PURPOSE: One of us (LMV) has observed that some patients with mild asthma show wheezes in the supine position that disappear while sitting. The hypothesis that this finding is due to increased airway resistance in recumbent position finds support in reports of higher airflow resistance (Raw) in normal subjects and in patients with left ventricular failure when body position is changed to supine position (1,2).

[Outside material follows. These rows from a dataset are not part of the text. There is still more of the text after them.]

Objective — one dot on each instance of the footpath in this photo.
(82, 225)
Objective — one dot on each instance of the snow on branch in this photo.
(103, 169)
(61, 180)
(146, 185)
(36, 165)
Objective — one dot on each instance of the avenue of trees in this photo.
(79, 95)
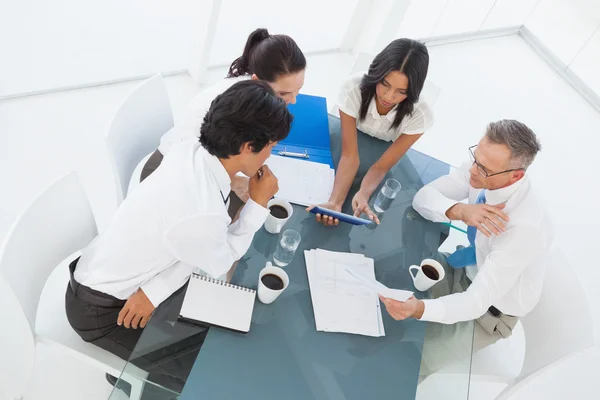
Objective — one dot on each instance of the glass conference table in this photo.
(283, 356)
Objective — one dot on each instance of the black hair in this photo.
(404, 55)
(268, 56)
(247, 112)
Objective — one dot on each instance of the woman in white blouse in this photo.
(383, 103)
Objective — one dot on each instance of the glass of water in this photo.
(386, 195)
(288, 243)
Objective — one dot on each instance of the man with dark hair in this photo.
(498, 278)
(176, 221)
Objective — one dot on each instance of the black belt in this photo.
(89, 295)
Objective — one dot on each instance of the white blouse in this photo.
(190, 128)
(379, 125)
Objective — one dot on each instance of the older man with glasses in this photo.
(498, 278)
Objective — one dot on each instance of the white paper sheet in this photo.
(378, 287)
(302, 182)
(341, 303)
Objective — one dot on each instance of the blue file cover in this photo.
(310, 130)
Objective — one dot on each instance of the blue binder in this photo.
(309, 136)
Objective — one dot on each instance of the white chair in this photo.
(135, 131)
(430, 91)
(32, 288)
(577, 374)
(560, 325)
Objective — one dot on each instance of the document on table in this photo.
(302, 182)
(341, 302)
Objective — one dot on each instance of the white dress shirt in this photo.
(197, 109)
(510, 267)
(376, 125)
(174, 222)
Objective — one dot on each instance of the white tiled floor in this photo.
(47, 135)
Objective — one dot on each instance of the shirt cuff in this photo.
(156, 291)
(254, 214)
(347, 110)
(435, 311)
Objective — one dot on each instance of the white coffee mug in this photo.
(423, 282)
(267, 295)
(273, 224)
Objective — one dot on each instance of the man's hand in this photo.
(400, 310)
(326, 219)
(263, 186)
(136, 312)
(360, 205)
(486, 218)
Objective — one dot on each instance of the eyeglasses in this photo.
(481, 169)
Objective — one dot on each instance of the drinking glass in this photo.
(288, 243)
(386, 195)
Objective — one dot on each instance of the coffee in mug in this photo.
(279, 212)
(427, 274)
(272, 281)
(430, 272)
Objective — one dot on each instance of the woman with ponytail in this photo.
(276, 59)
(383, 103)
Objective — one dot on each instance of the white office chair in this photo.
(32, 288)
(135, 131)
(560, 325)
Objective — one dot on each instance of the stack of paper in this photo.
(302, 182)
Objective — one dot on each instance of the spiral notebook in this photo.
(211, 301)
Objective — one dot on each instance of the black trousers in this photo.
(151, 165)
(93, 315)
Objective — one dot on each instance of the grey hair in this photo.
(519, 138)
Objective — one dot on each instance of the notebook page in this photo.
(218, 304)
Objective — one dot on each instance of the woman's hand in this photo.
(360, 205)
(326, 219)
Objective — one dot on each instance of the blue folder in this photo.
(310, 131)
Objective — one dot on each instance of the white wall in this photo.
(570, 29)
(50, 44)
(64, 43)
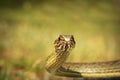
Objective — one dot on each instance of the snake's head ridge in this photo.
(64, 43)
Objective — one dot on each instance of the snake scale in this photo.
(56, 64)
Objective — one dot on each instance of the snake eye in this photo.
(61, 38)
(72, 39)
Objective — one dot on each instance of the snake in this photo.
(56, 63)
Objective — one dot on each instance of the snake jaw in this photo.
(64, 43)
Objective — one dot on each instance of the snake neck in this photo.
(54, 61)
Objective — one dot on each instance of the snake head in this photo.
(64, 43)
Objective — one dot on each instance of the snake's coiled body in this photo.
(56, 63)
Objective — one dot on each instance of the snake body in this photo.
(56, 64)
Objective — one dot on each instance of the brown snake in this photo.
(56, 63)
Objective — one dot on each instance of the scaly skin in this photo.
(56, 63)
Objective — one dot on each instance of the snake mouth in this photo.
(64, 43)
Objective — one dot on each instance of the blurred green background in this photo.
(28, 29)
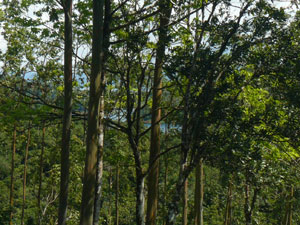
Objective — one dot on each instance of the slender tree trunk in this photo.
(140, 198)
(165, 7)
(11, 196)
(228, 205)
(96, 90)
(199, 193)
(110, 196)
(98, 186)
(185, 203)
(247, 210)
(117, 194)
(67, 118)
(249, 204)
(24, 175)
(165, 212)
(289, 207)
(41, 175)
(99, 172)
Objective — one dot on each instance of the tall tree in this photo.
(165, 8)
(96, 90)
(25, 174)
(11, 193)
(67, 118)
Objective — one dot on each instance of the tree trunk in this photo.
(228, 205)
(289, 206)
(99, 172)
(67, 118)
(24, 175)
(11, 197)
(140, 198)
(249, 206)
(185, 203)
(165, 7)
(96, 90)
(41, 175)
(117, 194)
(199, 193)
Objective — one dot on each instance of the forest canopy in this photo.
(149, 112)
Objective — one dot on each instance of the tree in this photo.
(67, 118)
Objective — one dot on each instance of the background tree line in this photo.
(149, 112)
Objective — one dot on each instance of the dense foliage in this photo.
(230, 76)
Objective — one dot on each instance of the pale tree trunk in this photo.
(289, 208)
(140, 198)
(25, 174)
(99, 172)
(152, 200)
(96, 90)
(249, 203)
(199, 193)
(185, 203)
(117, 194)
(165, 189)
(67, 118)
(228, 205)
(11, 196)
(41, 175)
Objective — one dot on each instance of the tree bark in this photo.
(140, 198)
(117, 194)
(228, 205)
(67, 118)
(99, 172)
(41, 175)
(96, 90)
(289, 206)
(25, 174)
(165, 7)
(249, 204)
(185, 203)
(199, 193)
(11, 197)
(98, 186)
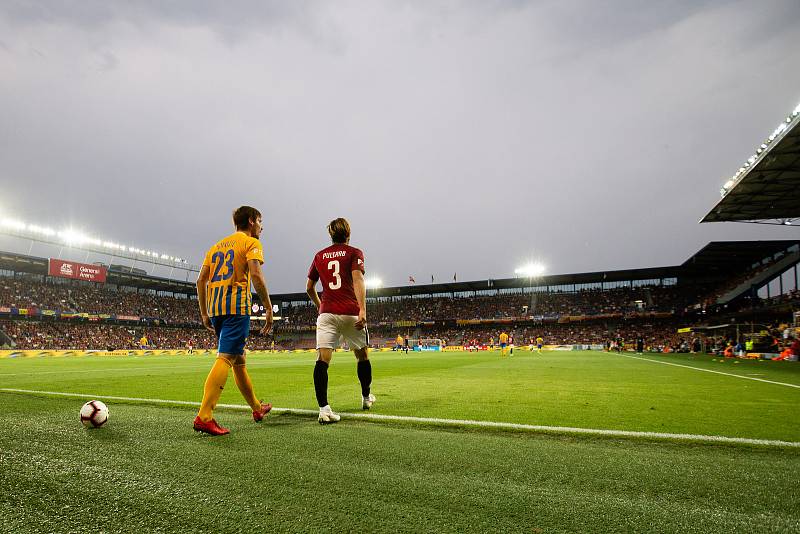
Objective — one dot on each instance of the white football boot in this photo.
(366, 402)
(327, 417)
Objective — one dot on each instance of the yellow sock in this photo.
(215, 383)
(245, 386)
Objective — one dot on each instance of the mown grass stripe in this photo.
(715, 372)
(464, 423)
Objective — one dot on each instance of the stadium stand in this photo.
(41, 312)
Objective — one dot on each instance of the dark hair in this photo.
(339, 230)
(243, 215)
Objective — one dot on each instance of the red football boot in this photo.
(209, 427)
(259, 415)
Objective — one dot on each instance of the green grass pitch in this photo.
(148, 471)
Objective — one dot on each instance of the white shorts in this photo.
(331, 327)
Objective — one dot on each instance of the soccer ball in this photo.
(94, 414)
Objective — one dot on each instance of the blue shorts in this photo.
(232, 331)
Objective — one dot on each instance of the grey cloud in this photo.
(457, 137)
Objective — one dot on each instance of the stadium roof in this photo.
(723, 257)
(766, 189)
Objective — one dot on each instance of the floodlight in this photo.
(782, 127)
(530, 270)
(75, 238)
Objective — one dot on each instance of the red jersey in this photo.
(334, 266)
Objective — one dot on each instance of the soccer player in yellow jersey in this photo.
(503, 343)
(224, 297)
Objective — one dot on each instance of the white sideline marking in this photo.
(715, 372)
(447, 422)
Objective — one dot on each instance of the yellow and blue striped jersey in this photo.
(228, 291)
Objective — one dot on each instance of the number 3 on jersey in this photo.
(334, 265)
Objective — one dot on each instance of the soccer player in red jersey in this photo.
(342, 313)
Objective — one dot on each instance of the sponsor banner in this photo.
(428, 348)
(77, 271)
(61, 353)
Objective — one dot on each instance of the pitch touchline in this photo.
(447, 422)
(715, 372)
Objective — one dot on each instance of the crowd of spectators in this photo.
(63, 335)
(72, 298)
(618, 301)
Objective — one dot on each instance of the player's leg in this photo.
(212, 389)
(327, 341)
(245, 385)
(232, 340)
(359, 341)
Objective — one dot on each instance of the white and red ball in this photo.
(94, 414)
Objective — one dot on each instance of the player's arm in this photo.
(360, 289)
(260, 285)
(202, 293)
(311, 291)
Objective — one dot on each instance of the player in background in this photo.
(342, 313)
(503, 343)
(224, 297)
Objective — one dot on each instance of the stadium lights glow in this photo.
(782, 127)
(374, 283)
(530, 270)
(76, 238)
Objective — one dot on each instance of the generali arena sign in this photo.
(78, 271)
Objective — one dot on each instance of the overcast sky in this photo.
(462, 137)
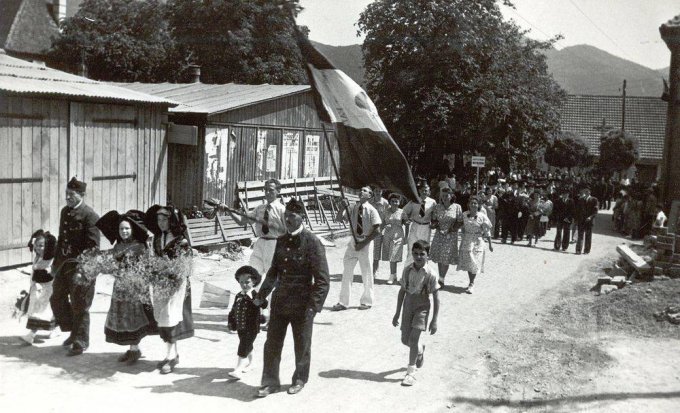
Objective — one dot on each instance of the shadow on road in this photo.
(208, 382)
(84, 368)
(557, 402)
(362, 375)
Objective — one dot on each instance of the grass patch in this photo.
(553, 357)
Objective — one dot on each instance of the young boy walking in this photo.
(418, 282)
(244, 317)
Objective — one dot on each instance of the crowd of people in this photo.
(452, 225)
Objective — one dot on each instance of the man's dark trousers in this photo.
(585, 230)
(302, 324)
(73, 315)
(562, 235)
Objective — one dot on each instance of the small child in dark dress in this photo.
(245, 317)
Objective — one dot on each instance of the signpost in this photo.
(478, 162)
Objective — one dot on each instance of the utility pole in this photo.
(623, 108)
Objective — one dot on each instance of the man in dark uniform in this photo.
(563, 213)
(586, 209)
(300, 272)
(72, 295)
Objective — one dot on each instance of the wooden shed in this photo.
(54, 125)
(222, 134)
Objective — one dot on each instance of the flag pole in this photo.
(335, 169)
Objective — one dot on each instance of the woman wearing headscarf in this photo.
(173, 314)
(129, 318)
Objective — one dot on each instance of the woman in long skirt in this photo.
(40, 317)
(173, 313)
(447, 218)
(130, 317)
(476, 229)
(393, 235)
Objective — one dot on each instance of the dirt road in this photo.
(357, 359)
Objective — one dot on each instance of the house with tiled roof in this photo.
(645, 119)
(27, 27)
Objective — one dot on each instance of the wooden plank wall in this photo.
(33, 145)
(40, 142)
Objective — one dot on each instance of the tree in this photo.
(450, 76)
(244, 41)
(568, 150)
(618, 151)
(119, 40)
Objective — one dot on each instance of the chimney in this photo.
(195, 73)
(59, 10)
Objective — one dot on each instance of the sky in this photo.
(625, 28)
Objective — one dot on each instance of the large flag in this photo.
(368, 154)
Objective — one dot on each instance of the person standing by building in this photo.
(365, 222)
(269, 225)
(586, 210)
(72, 295)
(420, 216)
(380, 204)
(299, 274)
(563, 212)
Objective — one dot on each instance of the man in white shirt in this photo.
(420, 215)
(269, 226)
(365, 222)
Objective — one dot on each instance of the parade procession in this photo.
(469, 205)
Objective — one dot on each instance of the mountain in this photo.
(580, 69)
(587, 70)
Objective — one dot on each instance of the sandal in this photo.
(125, 357)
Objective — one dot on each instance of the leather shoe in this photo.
(75, 351)
(297, 387)
(265, 391)
(169, 367)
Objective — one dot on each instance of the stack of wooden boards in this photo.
(321, 197)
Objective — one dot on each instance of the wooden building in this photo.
(54, 125)
(221, 134)
(645, 118)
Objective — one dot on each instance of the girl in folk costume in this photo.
(40, 317)
(130, 318)
(173, 314)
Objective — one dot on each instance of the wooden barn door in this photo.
(103, 152)
(33, 139)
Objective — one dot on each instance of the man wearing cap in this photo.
(299, 271)
(72, 295)
(586, 209)
(365, 221)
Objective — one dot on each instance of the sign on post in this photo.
(478, 161)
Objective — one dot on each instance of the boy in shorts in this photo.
(418, 282)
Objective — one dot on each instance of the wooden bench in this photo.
(320, 196)
(218, 230)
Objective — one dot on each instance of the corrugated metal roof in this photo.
(645, 119)
(209, 99)
(20, 76)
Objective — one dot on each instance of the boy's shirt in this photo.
(417, 281)
(244, 314)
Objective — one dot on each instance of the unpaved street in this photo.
(357, 359)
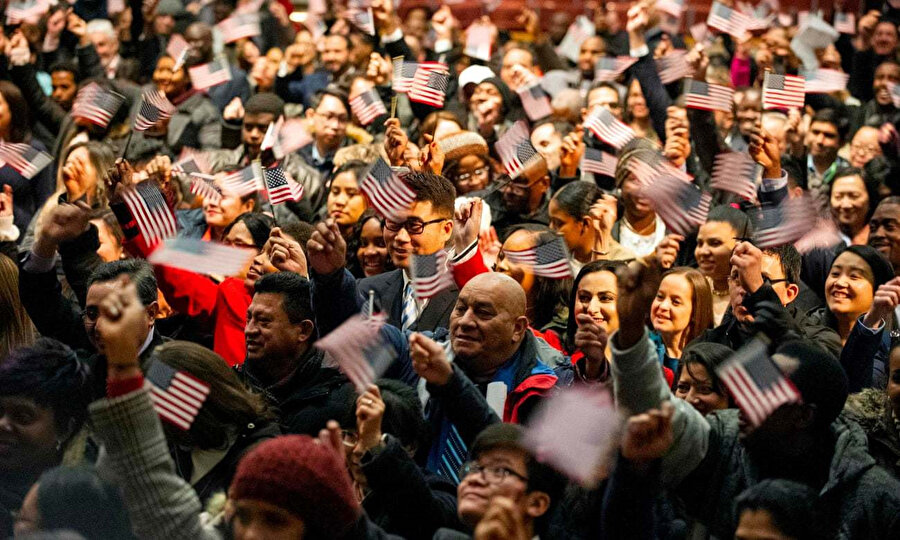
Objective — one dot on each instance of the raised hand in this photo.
(327, 248)
(429, 360)
(649, 436)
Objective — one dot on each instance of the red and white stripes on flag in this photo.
(155, 108)
(823, 81)
(148, 207)
(756, 383)
(429, 85)
(708, 96)
(96, 104)
(281, 187)
(783, 91)
(212, 74)
(608, 128)
(239, 26)
(735, 172)
(177, 395)
(359, 349)
(430, 274)
(516, 151)
(609, 68)
(728, 20)
(535, 101)
(25, 159)
(387, 192)
(368, 106)
(673, 66)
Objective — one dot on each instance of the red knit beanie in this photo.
(301, 476)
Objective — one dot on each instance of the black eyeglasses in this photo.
(412, 225)
(492, 475)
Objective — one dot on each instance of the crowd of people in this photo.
(280, 442)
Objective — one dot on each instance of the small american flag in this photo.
(758, 386)
(177, 395)
(429, 85)
(430, 274)
(479, 38)
(682, 206)
(368, 106)
(96, 104)
(281, 187)
(550, 260)
(784, 223)
(387, 192)
(783, 91)
(735, 172)
(579, 446)
(239, 26)
(245, 181)
(25, 159)
(725, 19)
(359, 349)
(205, 188)
(845, 23)
(155, 108)
(154, 218)
(708, 96)
(673, 66)
(403, 75)
(598, 162)
(608, 128)
(202, 257)
(823, 81)
(516, 151)
(208, 75)
(535, 101)
(609, 68)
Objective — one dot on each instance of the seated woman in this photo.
(346, 202)
(681, 311)
(696, 381)
(44, 393)
(367, 254)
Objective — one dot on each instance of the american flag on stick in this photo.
(359, 349)
(598, 162)
(387, 192)
(823, 81)
(608, 128)
(682, 206)
(783, 91)
(155, 108)
(368, 106)
(735, 172)
(25, 159)
(202, 257)
(430, 274)
(725, 19)
(609, 68)
(550, 259)
(673, 66)
(239, 26)
(756, 383)
(154, 218)
(708, 96)
(208, 75)
(516, 151)
(281, 187)
(96, 104)
(429, 85)
(535, 101)
(177, 395)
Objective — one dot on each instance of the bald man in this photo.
(489, 343)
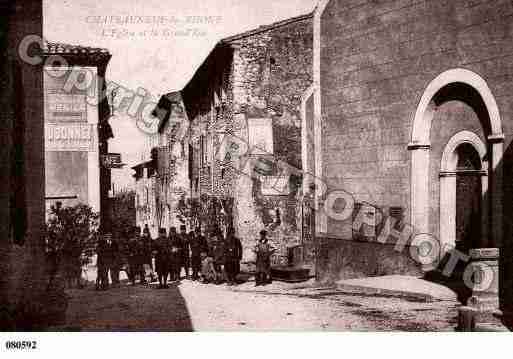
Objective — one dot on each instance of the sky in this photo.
(159, 57)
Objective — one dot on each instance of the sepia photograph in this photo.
(255, 166)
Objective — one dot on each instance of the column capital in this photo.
(496, 138)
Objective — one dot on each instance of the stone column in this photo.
(447, 211)
(420, 187)
(496, 190)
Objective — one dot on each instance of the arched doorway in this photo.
(464, 193)
(468, 87)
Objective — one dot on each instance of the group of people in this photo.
(211, 259)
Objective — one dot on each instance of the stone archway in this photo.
(469, 87)
(449, 172)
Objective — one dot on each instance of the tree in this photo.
(70, 239)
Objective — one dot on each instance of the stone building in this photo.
(410, 119)
(76, 127)
(244, 110)
(173, 182)
(26, 298)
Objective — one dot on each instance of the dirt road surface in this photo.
(192, 306)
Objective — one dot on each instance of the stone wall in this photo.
(261, 74)
(376, 61)
(272, 70)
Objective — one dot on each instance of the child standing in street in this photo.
(263, 251)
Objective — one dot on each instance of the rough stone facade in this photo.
(249, 89)
(376, 61)
(172, 175)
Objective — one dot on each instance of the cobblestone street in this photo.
(279, 306)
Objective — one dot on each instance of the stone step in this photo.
(290, 273)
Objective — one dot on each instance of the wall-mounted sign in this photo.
(112, 160)
(275, 185)
(70, 137)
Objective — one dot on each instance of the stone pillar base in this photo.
(482, 276)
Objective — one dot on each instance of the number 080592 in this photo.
(20, 345)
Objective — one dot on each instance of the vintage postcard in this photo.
(255, 166)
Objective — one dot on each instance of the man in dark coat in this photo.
(197, 245)
(176, 246)
(147, 257)
(162, 258)
(102, 263)
(232, 255)
(115, 266)
(263, 251)
(185, 262)
(218, 255)
(135, 256)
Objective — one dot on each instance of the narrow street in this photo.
(192, 306)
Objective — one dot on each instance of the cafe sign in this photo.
(70, 137)
(112, 160)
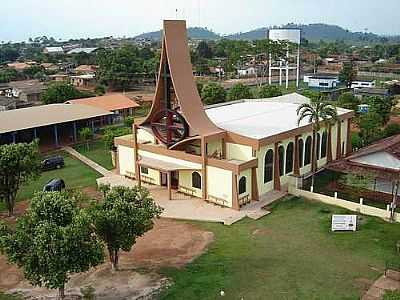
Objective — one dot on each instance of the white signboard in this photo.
(344, 223)
(291, 35)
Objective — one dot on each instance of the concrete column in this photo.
(349, 147)
(339, 140)
(235, 195)
(169, 183)
(329, 150)
(75, 132)
(296, 169)
(56, 135)
(270, 70)
(277, 176)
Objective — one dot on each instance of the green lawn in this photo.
(97, 152)
(289, 254)
(75, 174)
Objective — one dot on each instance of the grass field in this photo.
(289, 254)
(75, 174)
(97, 152)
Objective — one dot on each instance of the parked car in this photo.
(52, 163)
(54, 185)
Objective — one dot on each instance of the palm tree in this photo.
(316, 112)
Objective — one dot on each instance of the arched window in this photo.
(324, 144)
(269, 166)
(301, 153)
(281, 151)
(307, 154)
(242, 185)
(196, 180)
(289, 158)
(318, 146)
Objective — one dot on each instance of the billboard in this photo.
(291, 35)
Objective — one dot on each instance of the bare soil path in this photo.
(168, 244)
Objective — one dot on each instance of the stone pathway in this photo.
(103, 171)
(388, 282)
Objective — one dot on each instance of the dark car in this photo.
(52, 163)
(54, 185)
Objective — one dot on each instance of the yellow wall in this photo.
(185, 180)
(219, 184)
(214, 147)
(154, 175)
(126, 157)
(247, 174)
(239, 152)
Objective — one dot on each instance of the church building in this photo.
(229, 154)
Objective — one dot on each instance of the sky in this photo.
(64, 19)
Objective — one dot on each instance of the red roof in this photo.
(110, 102)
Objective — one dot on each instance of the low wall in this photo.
(357, 207)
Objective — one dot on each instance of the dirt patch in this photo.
(92, 193)
(168, 244)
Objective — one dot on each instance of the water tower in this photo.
(292, 59)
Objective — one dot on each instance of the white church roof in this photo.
(260, 118)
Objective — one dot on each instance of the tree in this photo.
(85, 135)
(381, 105)
(370, 125)
(314, 112)
(391, 129)
(213, 93)
(239, 91)
(52, 241)
(19, 163)
(348, 101)
(204, 50)
(348, 74)
(128, 121)
(269, 91)
(124, 215)
(59, 92)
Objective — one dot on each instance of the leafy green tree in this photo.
(391, 129)
(112, 132)
(86, 134)
(348, 101)
(348, 74)
(213, 93)
(381, 105)
(52, 241)
(316, 112)
(123, 216)
(128, 121)
(19, 163)
(59, 92)
(204, 50)
(269, 91)
(239, 91)
(7, 75)
(370, 125)
(120, 67)
(100, 89)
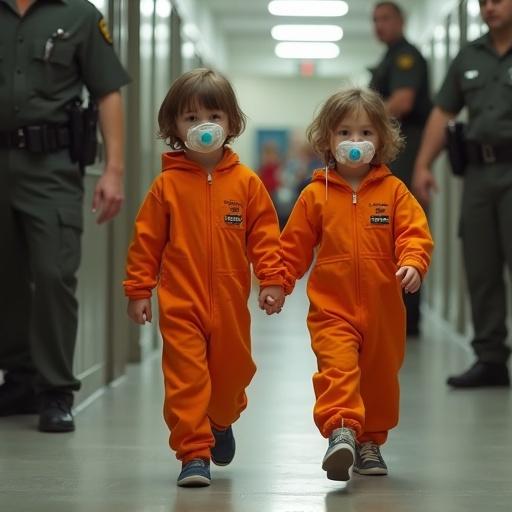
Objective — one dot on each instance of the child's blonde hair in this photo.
(343, 103)
(199, 87)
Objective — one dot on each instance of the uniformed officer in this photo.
(402, 80)
(48, 51)
(480, 78)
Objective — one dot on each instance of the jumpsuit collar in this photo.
(376, 173)
(178, 161)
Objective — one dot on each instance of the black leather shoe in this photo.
(55, 412)
(17, 398)
(482, 375)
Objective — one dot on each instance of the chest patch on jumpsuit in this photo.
(233, 212)
(380, 216)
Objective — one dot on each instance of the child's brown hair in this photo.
(199, 87)
(344, 102)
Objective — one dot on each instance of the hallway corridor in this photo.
(452, 451)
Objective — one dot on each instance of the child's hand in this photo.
(139, 310)
(410, 279)
(271, 299)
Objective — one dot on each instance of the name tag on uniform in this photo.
(471, 74)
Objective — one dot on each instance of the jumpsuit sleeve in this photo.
(413, 242)
(263, 248)
(145, 251)
(298, 242)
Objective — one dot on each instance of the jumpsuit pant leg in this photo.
(230, 363)
(484, 258)
(382, 352)
(187, 387)
(336, 384)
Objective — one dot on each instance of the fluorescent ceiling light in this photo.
(311, 8)
(307, 32)
(290, 50)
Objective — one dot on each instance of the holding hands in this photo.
(410, 279)
(139, 310)
(271, 299)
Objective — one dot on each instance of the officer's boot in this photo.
(17, 395)
(482, 375)
(55, 411)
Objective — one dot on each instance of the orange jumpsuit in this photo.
(356, 317)
(196, 236)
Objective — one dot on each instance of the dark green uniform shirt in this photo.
(482, 80)
(404, 66)
(38, 76)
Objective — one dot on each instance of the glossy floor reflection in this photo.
(452, 451)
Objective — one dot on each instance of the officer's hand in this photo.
(271, 299)
(108, 196)
(410, 279)
(139, 310)
(423, 184)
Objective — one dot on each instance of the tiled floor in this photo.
(451, 453)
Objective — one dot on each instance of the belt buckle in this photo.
(21, 142)
(488, 154)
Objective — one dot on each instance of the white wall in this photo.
(424, 16)
(278, 103)
(210, 43)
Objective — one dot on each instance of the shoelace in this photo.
(196, 463)
(369, 452)
(57, 403)
(344, 436)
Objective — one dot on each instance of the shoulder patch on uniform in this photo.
(102, 25)
(405, 61)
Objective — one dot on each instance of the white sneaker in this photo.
(340, 455)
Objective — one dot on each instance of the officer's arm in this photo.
(109, 192)
(401, 102)
(111, 125)
(433, 142)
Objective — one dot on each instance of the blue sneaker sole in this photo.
(194, 481)
(338, 463)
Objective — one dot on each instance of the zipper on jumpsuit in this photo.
(209, 215)
(356, 246)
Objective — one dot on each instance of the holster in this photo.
(456, 147)
(83, 124)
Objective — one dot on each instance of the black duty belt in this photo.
(488, 153)
(44, 138)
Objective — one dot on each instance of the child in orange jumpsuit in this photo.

METHODS: Patients that were scheduled to pulmonary function tests with the sole indication of asthma and presented FEV1 => 60% and FEF25-75 <80% of predicted values performed spirometry in sitting and supine positions before bronchodilator testing. Group I included patients with FEF1=>80% and Group II patients with FEV1 60-79% of predicted values. A control group consisted of laboratory staff and medical students with normal spirometry.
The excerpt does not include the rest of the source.